Query events with specific user feedback:

```python theme={null}
result = client.events.get_events(
    filters=[
        EventFilter(
            field="feedback.rating",
            value="5",
            operator=Operator.is_,
            type=Type.number,
        ),
    ],
    limit=100,
)
```

## Filter by Metadata

Query events by custom metadata fields:

```python theme={null}
result = client.events.get_events(
    filters=[
        EventFilter(
            field="metadata.environment",
            value="production",
            operator=Operator.is_,
            type=Type.string,
        ),
    ],
    limit=100,
)
```

## Filter by Date Range

Query events within a specific time period:

```python theme={null}
result = client.events.get_events(
    filters=[
        EventFilter(
            field="event_type",
            value="model",
            operator=Operator.is_,
            type=Type.string,
        ),
    ],
    date_range={
        "$gte": "2024-01-01T00:00:00.000Z",
        "$lte": "2024-01-31T23:59:59.999Z",
    },
    limit=1000,
)
```

## Available Filter Operators

| Operator     | Python                  | Description        |
| ------------ | ----------------------- | ------------------ |
| Equals       | `Operator.is_`          | Exact match        |
| Not equals   | `Operator.is_not`       | Exclude matches    |
| Contains     | `Operator.contains`     | Substring match    |
| Not contains | `Operator.not_contains` | Exclude substring  |
| Greater than | `Operator.greater_than` | Numeric comparison |

## Common Filterable Fields

| Field                    | Description                            |
| ------------------------ | -------------------------------------- |
| `event_type`             | `session`, `model`, `tool`, or `chain` |
| `event_name`             | Name of the event/span                 |
| `session_id`             | Session/trace ID                       |
| `metrics.<name>`         | Evaluator scores                       |
| `feedback.<name>`        | User feedback values                   |
| `metadata.<name>`        | Custom metadata                        |
| `user_properties.<name>` | User properties                        |

<Note>
  Session events include aggregated metadata like `num_events`, `cost`, `total_tokens`. See [Session Aggregations](/v2/tracing/aggregation-logic) for details.
</Note>

## Export Timeouts and Retries

Export operations (`export()`, `export_async()`, `get_by_session_id()`) use a default read timeout of **300 seconds** to handle large result sets.
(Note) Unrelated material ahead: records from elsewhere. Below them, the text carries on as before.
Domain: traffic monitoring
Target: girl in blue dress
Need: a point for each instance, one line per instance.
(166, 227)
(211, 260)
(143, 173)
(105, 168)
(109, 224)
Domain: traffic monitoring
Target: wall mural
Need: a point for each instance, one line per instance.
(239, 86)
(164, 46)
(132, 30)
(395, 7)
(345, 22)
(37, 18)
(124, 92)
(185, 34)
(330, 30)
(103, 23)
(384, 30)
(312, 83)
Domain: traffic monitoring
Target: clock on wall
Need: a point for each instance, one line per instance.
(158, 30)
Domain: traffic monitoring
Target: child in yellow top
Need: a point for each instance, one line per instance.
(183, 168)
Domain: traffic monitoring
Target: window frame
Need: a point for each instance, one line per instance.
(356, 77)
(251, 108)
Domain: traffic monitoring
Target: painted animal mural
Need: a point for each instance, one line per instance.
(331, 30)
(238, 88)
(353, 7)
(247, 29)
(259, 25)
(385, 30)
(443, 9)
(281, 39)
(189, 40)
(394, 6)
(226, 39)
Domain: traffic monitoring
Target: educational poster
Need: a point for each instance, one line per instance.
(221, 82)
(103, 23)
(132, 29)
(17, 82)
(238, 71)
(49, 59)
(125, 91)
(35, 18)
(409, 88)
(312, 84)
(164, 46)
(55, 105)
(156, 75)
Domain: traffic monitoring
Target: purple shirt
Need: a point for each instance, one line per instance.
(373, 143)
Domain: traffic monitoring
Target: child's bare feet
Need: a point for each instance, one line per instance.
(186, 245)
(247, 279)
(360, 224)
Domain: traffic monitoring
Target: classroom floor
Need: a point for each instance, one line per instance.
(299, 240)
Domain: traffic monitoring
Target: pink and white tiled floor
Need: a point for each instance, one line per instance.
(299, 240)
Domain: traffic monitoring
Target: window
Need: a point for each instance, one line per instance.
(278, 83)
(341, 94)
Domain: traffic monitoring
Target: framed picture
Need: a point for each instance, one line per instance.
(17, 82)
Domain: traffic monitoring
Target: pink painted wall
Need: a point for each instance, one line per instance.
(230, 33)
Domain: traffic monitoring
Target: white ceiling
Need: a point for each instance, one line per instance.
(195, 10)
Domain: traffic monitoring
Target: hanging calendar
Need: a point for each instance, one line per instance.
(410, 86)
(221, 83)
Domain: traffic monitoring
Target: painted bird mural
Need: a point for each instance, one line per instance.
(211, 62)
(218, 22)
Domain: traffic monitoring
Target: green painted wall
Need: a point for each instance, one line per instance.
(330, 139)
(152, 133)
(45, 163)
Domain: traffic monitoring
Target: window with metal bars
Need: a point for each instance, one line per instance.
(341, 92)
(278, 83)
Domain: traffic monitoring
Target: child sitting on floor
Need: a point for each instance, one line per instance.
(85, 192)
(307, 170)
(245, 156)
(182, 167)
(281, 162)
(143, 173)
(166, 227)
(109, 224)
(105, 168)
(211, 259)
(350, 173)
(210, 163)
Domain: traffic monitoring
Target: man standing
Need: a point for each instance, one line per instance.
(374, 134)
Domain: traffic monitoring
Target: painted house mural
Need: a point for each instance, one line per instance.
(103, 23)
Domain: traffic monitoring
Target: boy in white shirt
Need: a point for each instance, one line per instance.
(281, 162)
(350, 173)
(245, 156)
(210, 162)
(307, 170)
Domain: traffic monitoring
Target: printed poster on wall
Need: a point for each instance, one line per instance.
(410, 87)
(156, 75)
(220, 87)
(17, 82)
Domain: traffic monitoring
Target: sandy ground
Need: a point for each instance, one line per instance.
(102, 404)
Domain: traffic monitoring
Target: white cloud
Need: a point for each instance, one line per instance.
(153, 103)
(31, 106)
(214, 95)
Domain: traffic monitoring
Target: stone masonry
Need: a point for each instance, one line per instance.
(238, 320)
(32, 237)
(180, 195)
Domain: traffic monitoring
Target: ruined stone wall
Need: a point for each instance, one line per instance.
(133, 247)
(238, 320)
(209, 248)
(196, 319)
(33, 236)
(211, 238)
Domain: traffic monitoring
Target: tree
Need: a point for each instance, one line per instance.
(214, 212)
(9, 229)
You can override this with the `HH_EXPORT_TIMEOUT_SECONDS` environment variable:

```bash theme={null}
export HH_EXPORT_TIMEOUT_SECONDS=600  # 10 minutes
```

```python theme={null}
import os
from honeyhive import HoneyHive
os.environ["HH_EXPORT_TIMEOUT_SECONDS"] = "600"

# Must be set before creating the client
client = HoneyHive(api_key=os.environ["HH_API_KEY"])
```

<Note>
  The environment variable must be set **before** the `HoneyHive` client is instantiated. The timeout value must be a positive number (in seconds). If an invalid value is provided, the SDK falls back to the default of 300 seconds.
</Note>

The `export_async()` method automatically retries on transient HTTP errors (502, 503, 504), matching the behavior of `export()`.